The show lost its editor over Cookie-gate and the BBC announced it would be introducing another weekly episode of Blue Peter in order to allow the presenters to apologise for all the show's other untruths, such as the time that Valerie Singleton once suggested a group of plump majorettes from Huddersfield might be entertaining.

My own children didn't care about Cookie or Socks because they ignored Blue Peter on the grounds that it is and always has been deathly boring. Had they realised it was jam-packed full of lies, they might have been considerably more interested.

Blue Peter, despite its porn-star name, has always been boring: the kind of parent-approved tripe that was the rubbish consolation prize when Grange Hill wasn't on.

Packed with tedious historical re-enactments, devilishly-difficult craft projects and a creepy obsession with abseiling, it was like watching homework.

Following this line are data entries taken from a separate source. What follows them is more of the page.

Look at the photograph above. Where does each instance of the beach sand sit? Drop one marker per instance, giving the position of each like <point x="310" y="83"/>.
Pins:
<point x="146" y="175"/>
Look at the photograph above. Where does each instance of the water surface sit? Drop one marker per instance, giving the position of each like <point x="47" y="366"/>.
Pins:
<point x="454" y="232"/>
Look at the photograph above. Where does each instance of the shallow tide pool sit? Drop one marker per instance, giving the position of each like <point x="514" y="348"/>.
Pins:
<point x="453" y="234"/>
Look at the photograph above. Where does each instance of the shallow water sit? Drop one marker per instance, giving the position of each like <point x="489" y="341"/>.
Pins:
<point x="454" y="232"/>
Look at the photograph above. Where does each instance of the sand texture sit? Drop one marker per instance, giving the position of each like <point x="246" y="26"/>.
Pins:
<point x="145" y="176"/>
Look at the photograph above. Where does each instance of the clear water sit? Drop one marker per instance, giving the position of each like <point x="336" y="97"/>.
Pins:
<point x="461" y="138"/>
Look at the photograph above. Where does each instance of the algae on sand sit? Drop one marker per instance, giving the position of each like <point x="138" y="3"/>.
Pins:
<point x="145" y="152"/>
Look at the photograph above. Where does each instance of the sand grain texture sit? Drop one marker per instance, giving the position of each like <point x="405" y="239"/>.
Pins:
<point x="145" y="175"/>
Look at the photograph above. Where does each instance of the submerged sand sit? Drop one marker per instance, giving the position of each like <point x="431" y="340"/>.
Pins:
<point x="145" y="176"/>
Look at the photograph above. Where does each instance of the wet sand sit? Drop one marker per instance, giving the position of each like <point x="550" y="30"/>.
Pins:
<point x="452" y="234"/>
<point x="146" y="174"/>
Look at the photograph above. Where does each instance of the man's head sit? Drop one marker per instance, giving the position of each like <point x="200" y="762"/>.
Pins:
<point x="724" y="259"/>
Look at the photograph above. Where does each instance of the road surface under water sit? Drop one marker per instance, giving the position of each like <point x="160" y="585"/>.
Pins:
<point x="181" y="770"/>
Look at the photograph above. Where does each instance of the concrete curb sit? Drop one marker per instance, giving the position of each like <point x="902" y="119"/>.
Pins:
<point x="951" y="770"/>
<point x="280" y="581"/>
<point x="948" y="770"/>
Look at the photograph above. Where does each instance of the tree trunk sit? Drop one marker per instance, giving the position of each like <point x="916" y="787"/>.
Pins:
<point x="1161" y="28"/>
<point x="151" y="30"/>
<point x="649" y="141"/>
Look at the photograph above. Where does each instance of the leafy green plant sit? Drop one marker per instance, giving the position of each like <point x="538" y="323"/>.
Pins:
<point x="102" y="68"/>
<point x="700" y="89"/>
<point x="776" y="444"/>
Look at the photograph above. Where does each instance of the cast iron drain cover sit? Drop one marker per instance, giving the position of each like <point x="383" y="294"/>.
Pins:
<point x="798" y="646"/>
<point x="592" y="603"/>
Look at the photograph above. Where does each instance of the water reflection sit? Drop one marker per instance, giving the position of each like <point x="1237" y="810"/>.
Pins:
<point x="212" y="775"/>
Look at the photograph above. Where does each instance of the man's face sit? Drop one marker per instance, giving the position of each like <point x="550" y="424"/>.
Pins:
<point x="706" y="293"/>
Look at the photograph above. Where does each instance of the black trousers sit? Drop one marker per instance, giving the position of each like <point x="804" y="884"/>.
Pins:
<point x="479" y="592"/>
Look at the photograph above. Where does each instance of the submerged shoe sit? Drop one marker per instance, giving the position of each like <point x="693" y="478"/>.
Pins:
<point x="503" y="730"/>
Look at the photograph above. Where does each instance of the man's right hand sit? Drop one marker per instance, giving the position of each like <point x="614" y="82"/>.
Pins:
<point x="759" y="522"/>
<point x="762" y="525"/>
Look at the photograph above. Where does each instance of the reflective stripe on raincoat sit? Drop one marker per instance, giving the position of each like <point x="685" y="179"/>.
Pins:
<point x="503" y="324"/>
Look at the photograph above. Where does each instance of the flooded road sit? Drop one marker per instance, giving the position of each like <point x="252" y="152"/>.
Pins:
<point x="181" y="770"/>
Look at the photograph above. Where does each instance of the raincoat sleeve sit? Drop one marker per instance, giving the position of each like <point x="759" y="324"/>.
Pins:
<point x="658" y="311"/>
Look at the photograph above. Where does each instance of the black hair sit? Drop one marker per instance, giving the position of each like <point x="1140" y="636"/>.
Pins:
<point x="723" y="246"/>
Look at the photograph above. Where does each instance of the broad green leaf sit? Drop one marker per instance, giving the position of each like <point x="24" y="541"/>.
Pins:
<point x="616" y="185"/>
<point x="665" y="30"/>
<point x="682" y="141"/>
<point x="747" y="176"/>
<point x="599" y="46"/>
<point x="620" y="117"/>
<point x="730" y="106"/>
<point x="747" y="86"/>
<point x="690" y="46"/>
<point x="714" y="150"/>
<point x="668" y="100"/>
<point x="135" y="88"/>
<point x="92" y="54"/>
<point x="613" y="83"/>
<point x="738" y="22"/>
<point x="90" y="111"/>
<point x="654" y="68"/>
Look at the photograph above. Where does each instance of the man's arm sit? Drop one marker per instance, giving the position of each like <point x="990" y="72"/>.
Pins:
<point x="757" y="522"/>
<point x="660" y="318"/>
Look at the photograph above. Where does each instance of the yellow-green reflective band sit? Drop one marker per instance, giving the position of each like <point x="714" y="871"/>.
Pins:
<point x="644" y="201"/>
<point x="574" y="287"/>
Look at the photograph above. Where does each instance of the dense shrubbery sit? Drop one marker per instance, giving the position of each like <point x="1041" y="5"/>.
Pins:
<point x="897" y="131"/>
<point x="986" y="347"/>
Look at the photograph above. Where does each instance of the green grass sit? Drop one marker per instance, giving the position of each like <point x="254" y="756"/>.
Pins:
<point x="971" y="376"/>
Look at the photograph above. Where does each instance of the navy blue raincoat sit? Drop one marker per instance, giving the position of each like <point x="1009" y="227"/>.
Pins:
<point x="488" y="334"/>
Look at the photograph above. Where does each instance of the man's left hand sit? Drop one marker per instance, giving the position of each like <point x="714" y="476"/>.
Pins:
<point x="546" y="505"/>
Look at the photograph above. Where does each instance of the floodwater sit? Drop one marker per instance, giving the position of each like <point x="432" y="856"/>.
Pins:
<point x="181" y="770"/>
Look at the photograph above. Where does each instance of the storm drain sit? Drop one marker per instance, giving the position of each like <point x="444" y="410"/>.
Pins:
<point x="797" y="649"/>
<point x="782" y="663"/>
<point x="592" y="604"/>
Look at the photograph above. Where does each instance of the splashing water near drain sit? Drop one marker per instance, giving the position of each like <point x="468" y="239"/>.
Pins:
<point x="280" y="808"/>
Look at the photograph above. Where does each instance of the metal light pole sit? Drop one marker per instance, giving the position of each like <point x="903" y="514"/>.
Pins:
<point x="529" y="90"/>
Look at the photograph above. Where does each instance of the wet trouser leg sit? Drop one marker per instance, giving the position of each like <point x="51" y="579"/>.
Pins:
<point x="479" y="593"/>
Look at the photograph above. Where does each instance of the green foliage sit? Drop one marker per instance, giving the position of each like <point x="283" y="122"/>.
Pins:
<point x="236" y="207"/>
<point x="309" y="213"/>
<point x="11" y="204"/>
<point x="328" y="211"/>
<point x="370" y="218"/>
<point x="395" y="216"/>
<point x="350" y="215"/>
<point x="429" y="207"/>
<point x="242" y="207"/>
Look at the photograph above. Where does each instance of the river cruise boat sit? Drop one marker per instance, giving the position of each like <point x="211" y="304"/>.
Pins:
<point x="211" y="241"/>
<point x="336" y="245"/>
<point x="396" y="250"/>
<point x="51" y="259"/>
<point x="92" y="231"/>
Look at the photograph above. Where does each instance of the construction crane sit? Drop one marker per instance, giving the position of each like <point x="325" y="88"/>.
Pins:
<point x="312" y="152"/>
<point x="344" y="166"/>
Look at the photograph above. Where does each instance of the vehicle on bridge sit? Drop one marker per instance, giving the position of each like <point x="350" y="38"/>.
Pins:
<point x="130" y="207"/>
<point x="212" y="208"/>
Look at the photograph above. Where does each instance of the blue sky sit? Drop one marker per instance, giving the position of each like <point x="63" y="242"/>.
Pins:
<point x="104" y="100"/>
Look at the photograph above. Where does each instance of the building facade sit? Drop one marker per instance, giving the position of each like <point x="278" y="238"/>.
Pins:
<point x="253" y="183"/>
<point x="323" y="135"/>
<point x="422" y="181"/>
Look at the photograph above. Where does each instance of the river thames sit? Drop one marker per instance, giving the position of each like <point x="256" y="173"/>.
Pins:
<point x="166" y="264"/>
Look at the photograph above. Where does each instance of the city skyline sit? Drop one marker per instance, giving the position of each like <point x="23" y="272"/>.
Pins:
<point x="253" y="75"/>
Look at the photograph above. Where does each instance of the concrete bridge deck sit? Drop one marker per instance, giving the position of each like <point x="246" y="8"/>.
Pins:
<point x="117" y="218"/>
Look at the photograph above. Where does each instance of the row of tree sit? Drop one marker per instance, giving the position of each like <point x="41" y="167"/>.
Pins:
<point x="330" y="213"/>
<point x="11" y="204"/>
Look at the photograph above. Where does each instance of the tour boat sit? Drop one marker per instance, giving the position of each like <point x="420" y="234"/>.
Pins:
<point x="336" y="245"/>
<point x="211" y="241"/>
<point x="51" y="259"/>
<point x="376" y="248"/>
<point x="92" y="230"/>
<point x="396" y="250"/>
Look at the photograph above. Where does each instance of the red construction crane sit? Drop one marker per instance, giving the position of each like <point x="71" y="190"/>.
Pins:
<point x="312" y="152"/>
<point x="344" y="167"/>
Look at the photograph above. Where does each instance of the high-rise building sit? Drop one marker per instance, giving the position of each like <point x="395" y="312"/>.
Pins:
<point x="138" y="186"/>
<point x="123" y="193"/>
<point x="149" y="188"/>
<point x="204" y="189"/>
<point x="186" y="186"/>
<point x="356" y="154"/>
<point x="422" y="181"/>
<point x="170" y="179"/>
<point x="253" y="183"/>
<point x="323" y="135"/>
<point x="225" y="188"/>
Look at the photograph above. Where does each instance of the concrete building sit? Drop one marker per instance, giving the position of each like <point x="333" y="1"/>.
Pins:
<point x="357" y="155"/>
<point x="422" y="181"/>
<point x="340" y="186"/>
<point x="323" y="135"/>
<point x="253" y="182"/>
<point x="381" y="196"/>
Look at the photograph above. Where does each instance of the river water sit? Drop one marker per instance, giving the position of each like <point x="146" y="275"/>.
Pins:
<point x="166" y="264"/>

If you managed to watch an entire episode of Blue Peter without at least one presenter abseiling pointlessly from a great height, you were doing well.

If you managed to watch one where no-one abseiled, made a model of the International Space Station from milk bottles, introduced an item about a group of cornet players from Herefordshire or mentioned the sodding Advent Crown, you were doing really well.

It's not for nothing that the only nostalgic clip from Blue Peter that anyone remembers is that elephant emptying its bowels on the studio floor.

When your cultural significance is measured by a steaming pile of crap, you have to start asking yourself some searching questions.

By the time I started watching Blue Peter – because it was marginally more entertaining than practising the flute or doing the washing up – there weren't even any defecating elephants to lighten the proceedings.

The most exciting it got was when Simon Groom said: 'what a lovely pair of knockers!' when admiring the sexy door furniture on Durham Cathedral and frankly, children cannot survive on boob jokes alone.

No one who had an ounce of cool to wring from their bodies liked Blue Peter.

When someone won a BP badge for sending in a suggestion about shredded newspaper being a suitable alternative for straw in Freda the tortoise's hibernation box, it got read out in assembly and the child in question was shunned for weeks.